Download or read book Information Infrastructures within European Health Care written by Margunn Aanestad and published by Springer. This book was released on 2018-08-07 with total page 0 pages. Available in PDF, EPUB and Kindle. Book excerpt: This book is open access under a CC BY-NC 2.5 license. The book aims to be a resource for those interested in planning and implementing large-scale information infrastructures for novel electronic services in health care. The focus of this book is on the pivotal role of the installed base (i.e. the already existing elements of an infrastructure) for ensuing infrastructural development. The book presents rich empirical cases on the design, development and implementation of core infrastructural components (e-prescription and public patient-oriented web platforms) in different national settings across Europe. Therefore, this is a book in which theoretical insights and practical experiences are tightly connected. Contributions have been sourced from a network of academics that have been working on the topic for years, and who have previously collaborated and shared a common understanding of the challenges entailed in expanding information infrastructures within healthcare. The book aims to become a reference for those seeking theoretical and empirical insights for conceptualizing and steering the evolution of information infrastructures in healthcare. The two types of systems (e-prescription and public patient-oriented web platforms) have been selected because they are widespread across Europe, because they invite comparisons, and because they are exemplary of two different types of aims. E-prescription initiatives are usually seen as opportunities to improve healthcare delivery by systematic and not dramatic change. Public patient-oriented web platforms are seen as opportunities to pursue wider and more radical innovation.

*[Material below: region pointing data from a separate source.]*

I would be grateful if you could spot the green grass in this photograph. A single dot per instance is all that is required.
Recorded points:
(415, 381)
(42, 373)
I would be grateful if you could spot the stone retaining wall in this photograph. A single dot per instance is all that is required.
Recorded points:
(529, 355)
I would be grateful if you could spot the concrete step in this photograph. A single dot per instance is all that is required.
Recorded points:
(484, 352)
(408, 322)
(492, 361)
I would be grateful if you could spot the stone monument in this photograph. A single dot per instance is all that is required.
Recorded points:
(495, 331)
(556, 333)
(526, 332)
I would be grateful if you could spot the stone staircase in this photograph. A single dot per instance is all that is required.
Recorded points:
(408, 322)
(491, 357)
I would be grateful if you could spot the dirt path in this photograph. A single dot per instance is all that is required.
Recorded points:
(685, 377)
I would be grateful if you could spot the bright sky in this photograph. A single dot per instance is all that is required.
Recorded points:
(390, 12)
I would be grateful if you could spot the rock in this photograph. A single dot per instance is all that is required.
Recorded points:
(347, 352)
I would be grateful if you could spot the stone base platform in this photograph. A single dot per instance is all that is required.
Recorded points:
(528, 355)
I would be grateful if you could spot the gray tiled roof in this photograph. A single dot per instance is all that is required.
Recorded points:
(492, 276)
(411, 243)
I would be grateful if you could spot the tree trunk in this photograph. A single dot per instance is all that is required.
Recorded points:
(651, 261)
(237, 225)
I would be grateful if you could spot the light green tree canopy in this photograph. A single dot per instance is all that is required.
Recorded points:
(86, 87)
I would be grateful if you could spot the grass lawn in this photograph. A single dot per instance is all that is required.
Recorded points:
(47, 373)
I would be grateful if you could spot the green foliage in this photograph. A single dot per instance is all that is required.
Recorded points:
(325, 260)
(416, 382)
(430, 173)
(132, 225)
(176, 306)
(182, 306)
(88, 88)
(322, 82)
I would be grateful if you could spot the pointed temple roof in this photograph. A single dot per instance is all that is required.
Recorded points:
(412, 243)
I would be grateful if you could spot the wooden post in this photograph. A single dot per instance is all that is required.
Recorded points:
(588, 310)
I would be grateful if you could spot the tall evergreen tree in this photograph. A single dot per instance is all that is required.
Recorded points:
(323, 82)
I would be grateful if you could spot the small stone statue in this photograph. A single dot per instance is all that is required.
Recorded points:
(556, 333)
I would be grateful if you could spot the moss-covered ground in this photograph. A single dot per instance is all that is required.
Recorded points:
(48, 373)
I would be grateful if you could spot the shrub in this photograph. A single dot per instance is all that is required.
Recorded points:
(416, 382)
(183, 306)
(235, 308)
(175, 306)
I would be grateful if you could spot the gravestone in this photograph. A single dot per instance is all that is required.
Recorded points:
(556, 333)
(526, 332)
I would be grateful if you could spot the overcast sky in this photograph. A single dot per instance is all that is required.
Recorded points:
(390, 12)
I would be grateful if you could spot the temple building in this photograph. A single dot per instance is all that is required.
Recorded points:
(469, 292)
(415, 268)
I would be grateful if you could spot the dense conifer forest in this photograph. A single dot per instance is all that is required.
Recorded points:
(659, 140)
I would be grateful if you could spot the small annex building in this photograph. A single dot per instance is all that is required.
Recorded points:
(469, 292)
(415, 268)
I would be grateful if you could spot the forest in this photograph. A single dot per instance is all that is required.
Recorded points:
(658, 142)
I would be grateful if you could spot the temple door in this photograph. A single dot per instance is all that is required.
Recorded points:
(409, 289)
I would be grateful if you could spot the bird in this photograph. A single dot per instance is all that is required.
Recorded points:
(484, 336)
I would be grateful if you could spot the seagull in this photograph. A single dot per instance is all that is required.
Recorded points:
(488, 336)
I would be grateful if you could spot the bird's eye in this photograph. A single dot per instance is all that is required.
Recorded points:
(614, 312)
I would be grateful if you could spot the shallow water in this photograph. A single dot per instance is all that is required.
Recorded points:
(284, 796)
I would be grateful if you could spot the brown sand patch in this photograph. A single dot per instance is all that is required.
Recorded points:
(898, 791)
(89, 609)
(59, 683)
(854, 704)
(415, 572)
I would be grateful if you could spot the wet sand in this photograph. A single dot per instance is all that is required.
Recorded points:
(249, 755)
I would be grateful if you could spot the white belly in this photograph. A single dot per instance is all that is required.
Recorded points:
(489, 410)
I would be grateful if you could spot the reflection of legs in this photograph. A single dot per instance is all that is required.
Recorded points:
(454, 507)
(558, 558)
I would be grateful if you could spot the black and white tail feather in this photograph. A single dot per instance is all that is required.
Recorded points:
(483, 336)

This book targets researchers, practitioners and students who would benefit from a book providing a comprehensive view to contemporary approaches for the design and deployment of large-scale, inter-organizational systems within healthcare.

Download or read book Privacy Concerns Surrounding Personal Information Sharing on Health and Fitness Mobile Apps written by Sen, Devjani and published by IGI Global. This book was released on 2020-08-07 with total page 335 pages. Available in PDF, EPUB and Kindle. Book excerpt: Health and fitness apps collect various personal information including name, email address, age, height, weight, and in some cases, detailed health information. When using these apps, many users trustfully log everything from diet to sleep patterns. However, by sharing such personal information, end-users may make themselves targets to misuse of this information by unknown third parties, such as insurance companies. Despite the important role of informed consent in the creation of health and fitness applications, the intersection of ethics and information sharing is understudied and is an often-ignored topic during the creation of mobile applications. Privacy Concerns Surrounding Personal Information Sharing on Health and Fitness Mobile Apps is a key reference source that provides research on the dangers of sharing personal information on health and wellness apps, as well as how such information can be used by employers, insurance companies, advertisers, and other third parties. While highlighting topics such as data ethics, privacy management, and information sharing, this publication explores the intersection of ethics and privacy using various quantitative, qualitative, and critical analytic approaches. It is ideally designed for policymakers, software developers, mobile app designers, legal specialists, privacy analysts, data scientists, researchers, academicians, and upper-level students.